Throughout the 1970s and into the ’80s, George Clinton’s dual projects of Parliament and Funkadelic and their various spinoffs built upon the sounds of James Brown and Sly and the Family Stone among others and turned out some of the most complex, spaced out, political, cartoonish and, of course, danceable music of the era, elevating the funk groove to a world view.

With a core group featuring Worrell, guitarist Eddie Hazel and bassist Bootsy Collins, P-Funk maintained an exhausting and dazzling pace of recordings, from the hit singles “Give Up the Funk (Tear the Roof off the Sucker)” and “Flash Light” to such albums as “One Nation Under a Groove” and “Funkentelechy Vs. the Placebo Syndrome.” And the studio music was just a starting point for the live shows, costumed spectaculars of wide-brimmed hats, war paint, dashikis, military gear or perhaps a white sheet with only a fig leaf underneath.

Worrell was among the first musicians to use a Moog synthesizer, and his mastery brought comparisons to Jimi Hendrix’s innovations on guitar. Anything seemed possible when he was on keyboards, conjuring squiggles, squirts, stutters and hiccups on Parliament’s “Flash Light” that sounded like funk as if conceived by Martians. On Funkadelic’s “Atmosphere,” his chatty organ prelude, like a mash-up of Bach and “The Munsters,” set up some of Clinton’s more unprintable lyrics.

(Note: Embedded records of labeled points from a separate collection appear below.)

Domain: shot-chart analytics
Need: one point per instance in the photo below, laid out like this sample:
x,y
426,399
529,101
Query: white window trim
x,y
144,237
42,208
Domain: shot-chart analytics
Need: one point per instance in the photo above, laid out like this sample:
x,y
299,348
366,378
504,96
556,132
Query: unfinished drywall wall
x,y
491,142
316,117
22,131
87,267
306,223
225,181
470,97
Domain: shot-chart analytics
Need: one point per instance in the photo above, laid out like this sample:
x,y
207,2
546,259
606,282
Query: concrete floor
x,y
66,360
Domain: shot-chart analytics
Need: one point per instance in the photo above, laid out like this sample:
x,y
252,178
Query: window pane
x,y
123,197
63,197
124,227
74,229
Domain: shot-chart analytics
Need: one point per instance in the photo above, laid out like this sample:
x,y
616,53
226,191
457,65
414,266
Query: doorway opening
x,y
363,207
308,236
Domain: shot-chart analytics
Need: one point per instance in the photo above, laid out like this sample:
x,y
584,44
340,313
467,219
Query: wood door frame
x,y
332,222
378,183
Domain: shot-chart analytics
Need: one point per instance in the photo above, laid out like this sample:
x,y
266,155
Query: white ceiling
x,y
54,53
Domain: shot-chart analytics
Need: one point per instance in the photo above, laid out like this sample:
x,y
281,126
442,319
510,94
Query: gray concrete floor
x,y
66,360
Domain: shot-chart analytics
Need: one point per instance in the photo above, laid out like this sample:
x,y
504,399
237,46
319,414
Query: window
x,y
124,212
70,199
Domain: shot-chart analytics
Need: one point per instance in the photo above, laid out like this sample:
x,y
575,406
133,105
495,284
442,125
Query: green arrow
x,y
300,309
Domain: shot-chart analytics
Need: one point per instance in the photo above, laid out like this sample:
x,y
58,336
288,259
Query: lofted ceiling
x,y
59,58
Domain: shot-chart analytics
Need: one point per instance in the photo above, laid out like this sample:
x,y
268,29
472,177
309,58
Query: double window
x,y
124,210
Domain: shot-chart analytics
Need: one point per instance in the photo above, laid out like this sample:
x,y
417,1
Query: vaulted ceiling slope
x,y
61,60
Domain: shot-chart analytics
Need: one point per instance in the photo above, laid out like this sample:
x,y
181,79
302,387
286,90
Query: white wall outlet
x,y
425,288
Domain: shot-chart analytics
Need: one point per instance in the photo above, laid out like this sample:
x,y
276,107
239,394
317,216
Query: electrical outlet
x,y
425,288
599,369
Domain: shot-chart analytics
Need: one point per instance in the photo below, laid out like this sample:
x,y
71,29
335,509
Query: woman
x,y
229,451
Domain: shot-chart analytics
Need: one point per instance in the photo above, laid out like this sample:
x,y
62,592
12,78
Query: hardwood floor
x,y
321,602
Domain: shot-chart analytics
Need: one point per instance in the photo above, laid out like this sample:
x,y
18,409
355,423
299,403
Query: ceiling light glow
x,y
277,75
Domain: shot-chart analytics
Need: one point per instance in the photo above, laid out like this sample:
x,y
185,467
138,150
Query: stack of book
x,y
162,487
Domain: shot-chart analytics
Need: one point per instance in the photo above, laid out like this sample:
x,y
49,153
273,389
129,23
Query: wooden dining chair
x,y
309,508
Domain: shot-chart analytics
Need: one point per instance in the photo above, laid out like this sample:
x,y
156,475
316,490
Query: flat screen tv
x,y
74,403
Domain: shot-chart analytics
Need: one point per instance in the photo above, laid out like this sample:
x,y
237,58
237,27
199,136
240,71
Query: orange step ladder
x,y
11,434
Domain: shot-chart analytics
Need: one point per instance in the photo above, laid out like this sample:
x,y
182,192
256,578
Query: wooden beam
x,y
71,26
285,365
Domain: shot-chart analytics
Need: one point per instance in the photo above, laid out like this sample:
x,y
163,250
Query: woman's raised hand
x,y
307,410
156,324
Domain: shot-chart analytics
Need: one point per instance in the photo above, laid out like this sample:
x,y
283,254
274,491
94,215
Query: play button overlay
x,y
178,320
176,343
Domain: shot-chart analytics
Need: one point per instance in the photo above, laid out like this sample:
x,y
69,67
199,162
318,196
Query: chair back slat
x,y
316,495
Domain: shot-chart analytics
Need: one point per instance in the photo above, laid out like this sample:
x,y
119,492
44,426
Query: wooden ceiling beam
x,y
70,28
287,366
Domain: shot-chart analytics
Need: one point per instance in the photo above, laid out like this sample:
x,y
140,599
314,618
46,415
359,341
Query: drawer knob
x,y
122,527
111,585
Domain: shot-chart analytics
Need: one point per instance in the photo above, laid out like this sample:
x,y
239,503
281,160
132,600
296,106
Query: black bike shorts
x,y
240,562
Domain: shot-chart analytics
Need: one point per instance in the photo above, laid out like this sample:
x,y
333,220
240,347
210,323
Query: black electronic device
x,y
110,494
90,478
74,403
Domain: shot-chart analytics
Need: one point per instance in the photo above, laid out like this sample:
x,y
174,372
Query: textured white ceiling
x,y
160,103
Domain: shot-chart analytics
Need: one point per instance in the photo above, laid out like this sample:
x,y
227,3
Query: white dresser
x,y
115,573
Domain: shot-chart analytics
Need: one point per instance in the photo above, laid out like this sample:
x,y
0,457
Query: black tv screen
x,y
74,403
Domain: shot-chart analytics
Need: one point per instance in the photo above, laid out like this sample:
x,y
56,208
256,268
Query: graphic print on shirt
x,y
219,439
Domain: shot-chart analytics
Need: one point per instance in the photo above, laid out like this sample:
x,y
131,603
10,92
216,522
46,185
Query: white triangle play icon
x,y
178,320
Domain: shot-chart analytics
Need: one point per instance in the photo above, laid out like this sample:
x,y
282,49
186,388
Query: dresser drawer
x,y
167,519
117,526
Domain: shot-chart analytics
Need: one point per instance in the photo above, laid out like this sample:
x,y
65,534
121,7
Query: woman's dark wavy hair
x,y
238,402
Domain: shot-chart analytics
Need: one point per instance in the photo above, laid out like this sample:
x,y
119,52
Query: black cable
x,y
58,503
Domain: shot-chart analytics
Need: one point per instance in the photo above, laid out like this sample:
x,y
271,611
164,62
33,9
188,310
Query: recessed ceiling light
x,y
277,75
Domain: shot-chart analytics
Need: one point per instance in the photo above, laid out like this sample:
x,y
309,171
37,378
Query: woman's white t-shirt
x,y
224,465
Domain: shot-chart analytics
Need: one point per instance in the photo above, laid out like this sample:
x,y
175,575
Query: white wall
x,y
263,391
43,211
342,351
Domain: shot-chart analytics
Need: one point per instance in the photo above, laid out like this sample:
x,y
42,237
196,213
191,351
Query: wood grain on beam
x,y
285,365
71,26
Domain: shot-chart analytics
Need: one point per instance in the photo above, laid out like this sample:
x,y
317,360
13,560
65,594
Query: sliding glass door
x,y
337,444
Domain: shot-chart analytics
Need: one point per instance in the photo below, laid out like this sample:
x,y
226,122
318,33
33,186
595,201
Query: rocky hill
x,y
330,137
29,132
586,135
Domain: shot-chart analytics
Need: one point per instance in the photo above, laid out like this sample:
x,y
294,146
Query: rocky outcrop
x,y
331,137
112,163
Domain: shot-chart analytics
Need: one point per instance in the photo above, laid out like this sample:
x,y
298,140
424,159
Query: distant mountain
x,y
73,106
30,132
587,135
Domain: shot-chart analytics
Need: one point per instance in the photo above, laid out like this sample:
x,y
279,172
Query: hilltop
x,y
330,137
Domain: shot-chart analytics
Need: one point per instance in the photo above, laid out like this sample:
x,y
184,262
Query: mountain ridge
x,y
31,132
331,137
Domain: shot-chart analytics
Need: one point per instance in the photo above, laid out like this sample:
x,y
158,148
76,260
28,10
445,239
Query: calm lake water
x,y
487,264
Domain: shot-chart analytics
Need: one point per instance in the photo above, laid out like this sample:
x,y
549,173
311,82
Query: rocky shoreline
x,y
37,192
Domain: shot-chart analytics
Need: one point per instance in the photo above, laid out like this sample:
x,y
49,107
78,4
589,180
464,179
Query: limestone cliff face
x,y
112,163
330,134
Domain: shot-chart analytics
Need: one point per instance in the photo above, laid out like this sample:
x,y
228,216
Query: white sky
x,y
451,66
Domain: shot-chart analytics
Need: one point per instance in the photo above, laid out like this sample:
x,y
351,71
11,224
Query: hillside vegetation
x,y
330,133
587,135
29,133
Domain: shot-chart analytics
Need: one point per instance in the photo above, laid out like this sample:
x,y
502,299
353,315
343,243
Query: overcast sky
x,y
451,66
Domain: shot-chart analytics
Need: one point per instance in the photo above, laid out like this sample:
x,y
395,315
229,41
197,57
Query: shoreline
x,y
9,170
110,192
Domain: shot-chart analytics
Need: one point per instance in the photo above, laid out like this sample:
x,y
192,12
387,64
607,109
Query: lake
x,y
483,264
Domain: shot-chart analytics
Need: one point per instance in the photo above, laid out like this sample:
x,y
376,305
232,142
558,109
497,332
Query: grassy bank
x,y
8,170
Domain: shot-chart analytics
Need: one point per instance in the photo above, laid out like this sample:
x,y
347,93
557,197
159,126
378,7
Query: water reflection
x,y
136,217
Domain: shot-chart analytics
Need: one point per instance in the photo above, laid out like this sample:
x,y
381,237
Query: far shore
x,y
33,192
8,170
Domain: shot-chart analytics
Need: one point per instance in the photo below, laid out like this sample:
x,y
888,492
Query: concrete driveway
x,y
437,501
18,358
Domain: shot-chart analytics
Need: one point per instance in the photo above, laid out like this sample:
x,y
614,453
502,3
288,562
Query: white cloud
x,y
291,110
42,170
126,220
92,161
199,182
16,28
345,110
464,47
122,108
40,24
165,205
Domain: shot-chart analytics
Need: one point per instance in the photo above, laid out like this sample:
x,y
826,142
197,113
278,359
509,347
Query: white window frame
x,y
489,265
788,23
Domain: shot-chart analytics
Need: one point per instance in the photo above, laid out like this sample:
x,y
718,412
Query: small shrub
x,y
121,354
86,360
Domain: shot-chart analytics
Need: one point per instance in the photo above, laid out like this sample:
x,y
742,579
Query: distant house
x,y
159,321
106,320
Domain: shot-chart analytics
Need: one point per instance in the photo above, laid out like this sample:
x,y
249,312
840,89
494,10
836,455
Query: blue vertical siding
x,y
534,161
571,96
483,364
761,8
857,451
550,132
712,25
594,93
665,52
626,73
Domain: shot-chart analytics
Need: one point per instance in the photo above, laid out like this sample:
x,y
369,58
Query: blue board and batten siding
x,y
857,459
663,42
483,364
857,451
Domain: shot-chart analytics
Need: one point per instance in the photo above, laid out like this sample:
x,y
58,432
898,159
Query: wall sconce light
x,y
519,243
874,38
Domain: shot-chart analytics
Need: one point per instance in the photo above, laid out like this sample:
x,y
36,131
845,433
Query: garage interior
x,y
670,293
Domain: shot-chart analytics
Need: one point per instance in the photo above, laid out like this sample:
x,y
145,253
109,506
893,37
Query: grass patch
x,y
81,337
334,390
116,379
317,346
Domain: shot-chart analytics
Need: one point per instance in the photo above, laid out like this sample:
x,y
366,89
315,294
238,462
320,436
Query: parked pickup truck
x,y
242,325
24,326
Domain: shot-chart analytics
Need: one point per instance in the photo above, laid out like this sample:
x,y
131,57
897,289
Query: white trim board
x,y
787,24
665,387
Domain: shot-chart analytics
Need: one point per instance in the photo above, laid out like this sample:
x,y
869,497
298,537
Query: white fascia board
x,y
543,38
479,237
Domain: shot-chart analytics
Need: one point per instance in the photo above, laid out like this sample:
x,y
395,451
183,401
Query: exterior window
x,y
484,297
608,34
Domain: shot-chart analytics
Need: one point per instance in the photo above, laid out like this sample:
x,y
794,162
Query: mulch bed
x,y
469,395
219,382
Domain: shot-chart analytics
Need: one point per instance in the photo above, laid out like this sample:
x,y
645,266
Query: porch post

Worrell’s contributions as a keyboardist, writer and arranger didn’t bring him a lot of money, the source of much legal action and fierce criticism of Clinton, but fellow musicians paid attention. He played with Talking Heads for much of the 1980s and was featured in their acclaimed concert documentary “Stop Making Sense.” Worrell also contributed to albums by Keith Richards, Yoko Ono, Nona Hendryx, Manu Dibango and the Pretenders. In 2015, he was a member of Meryl Streep’s backing group in the movie “Ricki and the Flash.”

“Kindness comes off that man like stardust,” Streep said during a 2016 benefit concert for Worrell at Manhattan’s Webster Hall.